9.30.2013

A mi Princesa




Ha amanecido otro día con el dolor de tu ausencia. Echo de menos tus besos, tus abrazos, los “te quiero”, esos gestos de cariño, nuestra complicidad, los juegos, tus miradas, tus risas… ¡Te echo tanto de menos! Y los días van pasando con el dolor de tu ausencia, con el vacío que queda sin ti. Lloro en silencio, lloro a escondidas y deambulo por la casa con la mirada perdida. Eres dueña de mi amor, de mi luz y mi alegría, dueña de mi corazón, de mi alma, de mi vida; es por eso que me siento tan vacía, pues todo se marchó contigo.
Quisiera entender qué pasó en el centro de tu alma, qué te hizo rechazarme de forma desmesurada, qué te rasgó las entrañas. Quisiera saber el por qué. Qué te hizo tanto daño, porque si fui yo la causa de ese dolor que sentiste, te juro que no fue queriendo, pues no era consciente de lo que estabas sintiendo. Me duele haberte hecho daño más que ninguna otra cosa, y quisiera poder repararlo para borrar esa mancha que enturbia tu corazón, ese corazón dulce y limpio que yo cuidé con tanto cariño.
Se ha quebrado mi vida, se ha quebrado para siempre, porque al perderte, mi vida, perdí lo que más quería… Y el daño que te hiciera me lo infringí a mí misma. Porque me duele tu dolor, tu decepción me aprisiona, tu frialdad me consume, y mi vida daría a Dios si a cambio borrase el momento que crispo tu hermosa alma.
Espero que me perdones sea cual sea el conflicto y que no tengas resentimiento porque los ángeles no pueden tener malos sentimientos. Deseo que seas feliz cada día de tu vida. Te quiero princesa y aunque pasen muchos siglos siempre te querré más que a nada en este mundo.
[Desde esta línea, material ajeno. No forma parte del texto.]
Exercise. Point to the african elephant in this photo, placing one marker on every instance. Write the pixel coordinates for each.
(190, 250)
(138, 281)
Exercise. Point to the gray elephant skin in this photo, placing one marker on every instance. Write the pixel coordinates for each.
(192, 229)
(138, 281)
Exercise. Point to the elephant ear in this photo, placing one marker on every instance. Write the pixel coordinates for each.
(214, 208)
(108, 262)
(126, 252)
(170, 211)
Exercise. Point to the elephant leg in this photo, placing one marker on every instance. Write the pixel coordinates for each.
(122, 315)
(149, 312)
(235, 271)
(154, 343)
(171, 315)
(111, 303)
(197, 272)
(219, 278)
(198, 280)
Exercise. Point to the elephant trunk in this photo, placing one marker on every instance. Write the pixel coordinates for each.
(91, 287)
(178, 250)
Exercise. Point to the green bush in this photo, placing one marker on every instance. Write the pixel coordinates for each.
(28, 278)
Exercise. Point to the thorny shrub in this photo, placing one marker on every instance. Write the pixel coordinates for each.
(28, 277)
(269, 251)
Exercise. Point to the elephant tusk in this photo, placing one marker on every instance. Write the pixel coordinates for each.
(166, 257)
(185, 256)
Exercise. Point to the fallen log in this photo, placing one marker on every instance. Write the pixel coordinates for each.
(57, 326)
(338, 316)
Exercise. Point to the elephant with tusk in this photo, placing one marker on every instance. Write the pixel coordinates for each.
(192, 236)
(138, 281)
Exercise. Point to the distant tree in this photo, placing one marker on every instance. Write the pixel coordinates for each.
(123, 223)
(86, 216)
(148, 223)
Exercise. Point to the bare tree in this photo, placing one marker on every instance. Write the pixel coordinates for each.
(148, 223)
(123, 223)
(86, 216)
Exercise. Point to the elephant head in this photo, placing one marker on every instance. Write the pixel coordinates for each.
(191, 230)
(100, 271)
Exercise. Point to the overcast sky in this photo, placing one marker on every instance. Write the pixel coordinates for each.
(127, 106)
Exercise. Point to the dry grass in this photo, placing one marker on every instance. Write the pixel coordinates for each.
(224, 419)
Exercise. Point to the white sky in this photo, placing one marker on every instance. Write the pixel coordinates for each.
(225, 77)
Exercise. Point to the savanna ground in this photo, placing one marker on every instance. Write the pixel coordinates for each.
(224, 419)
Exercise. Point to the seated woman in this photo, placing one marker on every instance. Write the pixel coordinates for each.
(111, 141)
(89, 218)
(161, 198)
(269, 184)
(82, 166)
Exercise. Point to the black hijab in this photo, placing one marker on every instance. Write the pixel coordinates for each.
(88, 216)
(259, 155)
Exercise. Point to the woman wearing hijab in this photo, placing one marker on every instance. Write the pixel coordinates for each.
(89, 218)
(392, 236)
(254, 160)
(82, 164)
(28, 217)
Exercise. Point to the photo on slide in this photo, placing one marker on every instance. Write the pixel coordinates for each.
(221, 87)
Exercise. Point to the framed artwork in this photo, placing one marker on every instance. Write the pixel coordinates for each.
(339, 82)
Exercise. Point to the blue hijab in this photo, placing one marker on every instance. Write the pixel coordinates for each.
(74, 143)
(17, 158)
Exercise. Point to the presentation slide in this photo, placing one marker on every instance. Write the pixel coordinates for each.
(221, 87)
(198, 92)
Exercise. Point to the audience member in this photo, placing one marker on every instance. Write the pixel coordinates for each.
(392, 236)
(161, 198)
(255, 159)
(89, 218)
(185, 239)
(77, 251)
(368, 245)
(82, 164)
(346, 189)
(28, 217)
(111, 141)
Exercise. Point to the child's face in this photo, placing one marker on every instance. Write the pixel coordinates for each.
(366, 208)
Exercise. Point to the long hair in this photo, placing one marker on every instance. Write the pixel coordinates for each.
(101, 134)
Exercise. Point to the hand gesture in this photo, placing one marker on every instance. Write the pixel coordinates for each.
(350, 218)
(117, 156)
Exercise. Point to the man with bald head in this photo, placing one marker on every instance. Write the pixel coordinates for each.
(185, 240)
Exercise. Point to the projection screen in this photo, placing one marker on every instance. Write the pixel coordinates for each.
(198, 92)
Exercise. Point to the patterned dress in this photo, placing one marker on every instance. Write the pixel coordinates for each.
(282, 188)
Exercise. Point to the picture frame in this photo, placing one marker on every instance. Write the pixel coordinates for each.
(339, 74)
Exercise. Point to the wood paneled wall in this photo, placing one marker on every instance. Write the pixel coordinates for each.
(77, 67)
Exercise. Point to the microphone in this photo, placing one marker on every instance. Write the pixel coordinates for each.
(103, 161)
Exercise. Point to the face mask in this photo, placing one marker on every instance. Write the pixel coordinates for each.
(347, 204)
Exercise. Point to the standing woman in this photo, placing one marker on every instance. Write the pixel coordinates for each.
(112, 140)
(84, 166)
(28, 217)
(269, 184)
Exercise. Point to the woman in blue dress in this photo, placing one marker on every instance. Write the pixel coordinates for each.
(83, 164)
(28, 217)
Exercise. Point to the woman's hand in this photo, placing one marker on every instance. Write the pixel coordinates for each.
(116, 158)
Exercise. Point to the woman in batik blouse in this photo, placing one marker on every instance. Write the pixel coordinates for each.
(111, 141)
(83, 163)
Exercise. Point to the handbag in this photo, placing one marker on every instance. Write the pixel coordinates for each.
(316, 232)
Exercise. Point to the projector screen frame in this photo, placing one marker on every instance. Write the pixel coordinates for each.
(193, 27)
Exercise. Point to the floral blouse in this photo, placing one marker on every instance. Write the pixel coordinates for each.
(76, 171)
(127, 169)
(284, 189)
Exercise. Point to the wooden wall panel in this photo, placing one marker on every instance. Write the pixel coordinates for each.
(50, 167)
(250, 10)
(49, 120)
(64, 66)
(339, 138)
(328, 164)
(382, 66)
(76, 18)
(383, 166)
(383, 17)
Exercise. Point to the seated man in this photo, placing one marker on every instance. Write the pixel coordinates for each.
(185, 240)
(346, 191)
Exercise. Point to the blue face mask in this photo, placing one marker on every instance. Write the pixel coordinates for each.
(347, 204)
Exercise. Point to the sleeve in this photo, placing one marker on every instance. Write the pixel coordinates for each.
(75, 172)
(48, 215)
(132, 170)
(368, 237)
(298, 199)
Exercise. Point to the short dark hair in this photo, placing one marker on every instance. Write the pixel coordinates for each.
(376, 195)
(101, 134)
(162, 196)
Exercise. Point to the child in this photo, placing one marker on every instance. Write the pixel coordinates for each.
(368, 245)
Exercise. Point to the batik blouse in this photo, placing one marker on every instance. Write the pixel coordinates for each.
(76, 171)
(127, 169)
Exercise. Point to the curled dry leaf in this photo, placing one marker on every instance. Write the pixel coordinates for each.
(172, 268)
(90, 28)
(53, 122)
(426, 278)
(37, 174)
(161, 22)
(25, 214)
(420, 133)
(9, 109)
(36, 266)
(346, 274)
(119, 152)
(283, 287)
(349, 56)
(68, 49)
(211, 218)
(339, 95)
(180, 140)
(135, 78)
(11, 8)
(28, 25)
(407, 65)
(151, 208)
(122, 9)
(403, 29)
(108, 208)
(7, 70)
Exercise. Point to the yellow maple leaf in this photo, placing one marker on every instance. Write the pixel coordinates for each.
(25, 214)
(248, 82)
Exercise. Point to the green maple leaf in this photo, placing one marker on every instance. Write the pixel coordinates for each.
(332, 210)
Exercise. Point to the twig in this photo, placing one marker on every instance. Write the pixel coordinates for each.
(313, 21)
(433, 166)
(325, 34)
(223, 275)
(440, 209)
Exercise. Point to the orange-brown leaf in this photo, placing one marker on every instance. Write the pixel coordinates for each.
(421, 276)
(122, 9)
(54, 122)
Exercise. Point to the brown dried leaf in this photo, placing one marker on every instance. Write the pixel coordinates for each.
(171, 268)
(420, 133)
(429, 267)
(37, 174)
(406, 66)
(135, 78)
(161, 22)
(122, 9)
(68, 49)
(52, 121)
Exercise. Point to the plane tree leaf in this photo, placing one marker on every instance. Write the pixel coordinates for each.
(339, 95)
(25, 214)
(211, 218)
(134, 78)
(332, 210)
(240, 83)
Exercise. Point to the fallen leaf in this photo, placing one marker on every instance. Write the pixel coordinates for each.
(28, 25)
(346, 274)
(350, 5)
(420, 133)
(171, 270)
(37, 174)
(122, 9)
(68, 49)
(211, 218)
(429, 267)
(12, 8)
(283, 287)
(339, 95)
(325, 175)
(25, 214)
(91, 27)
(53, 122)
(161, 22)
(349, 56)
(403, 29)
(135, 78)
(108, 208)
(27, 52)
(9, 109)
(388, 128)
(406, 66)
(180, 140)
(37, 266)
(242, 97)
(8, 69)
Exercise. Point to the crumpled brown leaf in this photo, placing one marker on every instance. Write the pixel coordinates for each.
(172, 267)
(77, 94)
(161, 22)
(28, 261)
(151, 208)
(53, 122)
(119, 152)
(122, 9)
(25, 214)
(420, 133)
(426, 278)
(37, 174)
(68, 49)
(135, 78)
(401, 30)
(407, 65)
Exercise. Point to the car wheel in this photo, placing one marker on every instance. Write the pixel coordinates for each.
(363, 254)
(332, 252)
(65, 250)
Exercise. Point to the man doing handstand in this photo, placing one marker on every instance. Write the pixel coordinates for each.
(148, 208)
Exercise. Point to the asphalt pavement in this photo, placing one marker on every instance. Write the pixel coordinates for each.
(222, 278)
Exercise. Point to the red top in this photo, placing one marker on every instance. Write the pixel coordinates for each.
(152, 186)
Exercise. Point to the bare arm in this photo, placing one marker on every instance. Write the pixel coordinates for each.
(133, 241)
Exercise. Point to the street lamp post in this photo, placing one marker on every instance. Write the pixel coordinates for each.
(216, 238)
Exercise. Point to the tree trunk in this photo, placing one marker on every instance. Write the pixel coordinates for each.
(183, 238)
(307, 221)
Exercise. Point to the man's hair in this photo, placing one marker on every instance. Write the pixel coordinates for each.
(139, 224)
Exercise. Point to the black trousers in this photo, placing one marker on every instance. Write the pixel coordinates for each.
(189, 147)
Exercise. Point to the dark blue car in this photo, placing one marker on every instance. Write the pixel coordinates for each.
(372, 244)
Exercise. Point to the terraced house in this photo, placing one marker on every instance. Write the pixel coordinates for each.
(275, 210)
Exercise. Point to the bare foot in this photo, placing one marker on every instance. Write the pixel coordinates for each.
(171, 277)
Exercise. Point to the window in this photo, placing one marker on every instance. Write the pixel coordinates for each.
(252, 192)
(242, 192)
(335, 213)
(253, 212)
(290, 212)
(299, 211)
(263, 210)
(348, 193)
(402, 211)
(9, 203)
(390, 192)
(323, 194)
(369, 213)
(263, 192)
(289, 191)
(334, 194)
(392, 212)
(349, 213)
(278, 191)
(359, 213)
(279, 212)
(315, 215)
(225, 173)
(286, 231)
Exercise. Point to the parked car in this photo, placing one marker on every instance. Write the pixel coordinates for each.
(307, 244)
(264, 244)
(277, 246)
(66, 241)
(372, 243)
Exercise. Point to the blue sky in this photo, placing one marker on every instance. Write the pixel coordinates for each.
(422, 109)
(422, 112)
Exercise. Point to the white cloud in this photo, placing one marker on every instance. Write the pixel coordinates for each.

Dejo mis brazos abiertos eternamente esperando tu vuelta.
-María Jesús Blanco-


7.29.2013

Irisadas Siluetas




Ilusionada e inquieta
voy sacando mis recuerdos
con la ilusión de un turista
que deshace sus maletas,
y dibujan en mi mente
algo así como un esbozo
de irisadas siluetas
con adornadas aristas
que sin pudor me conquistan
al quitarse las caretas.
***
Irisadas siluetas,
con sus cortantes aristas,
son eslabones de tiempos,
de alegrías esperadas
y de penas imprevistas.
Esos trozos de mi vida,
mezclados unos con otros,
de tonos dulces y amargos,
son los que hicieron mis días
unos cortos y otros largos.
***
Y a pesar de los pesares,
hoy me toca un eslabón
de esperanzada ilusión
y muchos nuevos azares,
siguiendo así mi cadena…
La cadena de mi tiempo,
la que vivo y la que llena
mi maleta con recuerdos,
 de irisadas siluetas
con adornadas aristas.
Autora: María Jesús Blanco

Feliz semana!

3.28.2013

La colección más bonita del mundo

Algunas personas tienen la afición de coleccionar sellos, otras coleccionan insectos o dedales, cromos, posavasos, etc. Se puede coleccionar casi cualquier cosa, incluso hay coleccionistas de colecciones. Durante una temporada yo fui una de ésas personas que coleccionan. 
La primera colección que tuvo cierta importancia para mí, era de posavasos. Iba recogiendo posavasos de todos los lugares en los que entraba, y no sólo eso, mis amig@s también recogían posavasos para mí... Tenía muchos y variados posavasos de muy diferentes formas y tamaños, texturas y materiales... a mí me encantaba esa colección. En esa época conocí a Paco, que casualmente tenía la misma afición que yo por los posavasos. Nos enamoramos y cuando nos casamos unimos nuestras colecciones, que se convirtieron en una gran colección. Poco después un amigo nos regaló una colección de más de 200 posavasos de toda Europa. Paco y yo nos sentimos muy felices con el regalo, ahora nuestra colección de posavasos era bastante interesante, hasta que un día, en una mudanza y, sin saber cómo, la colección desapareció. Los dos los sentimos mucho, pero no eran más que posavasos y no le dimos mayor importancia.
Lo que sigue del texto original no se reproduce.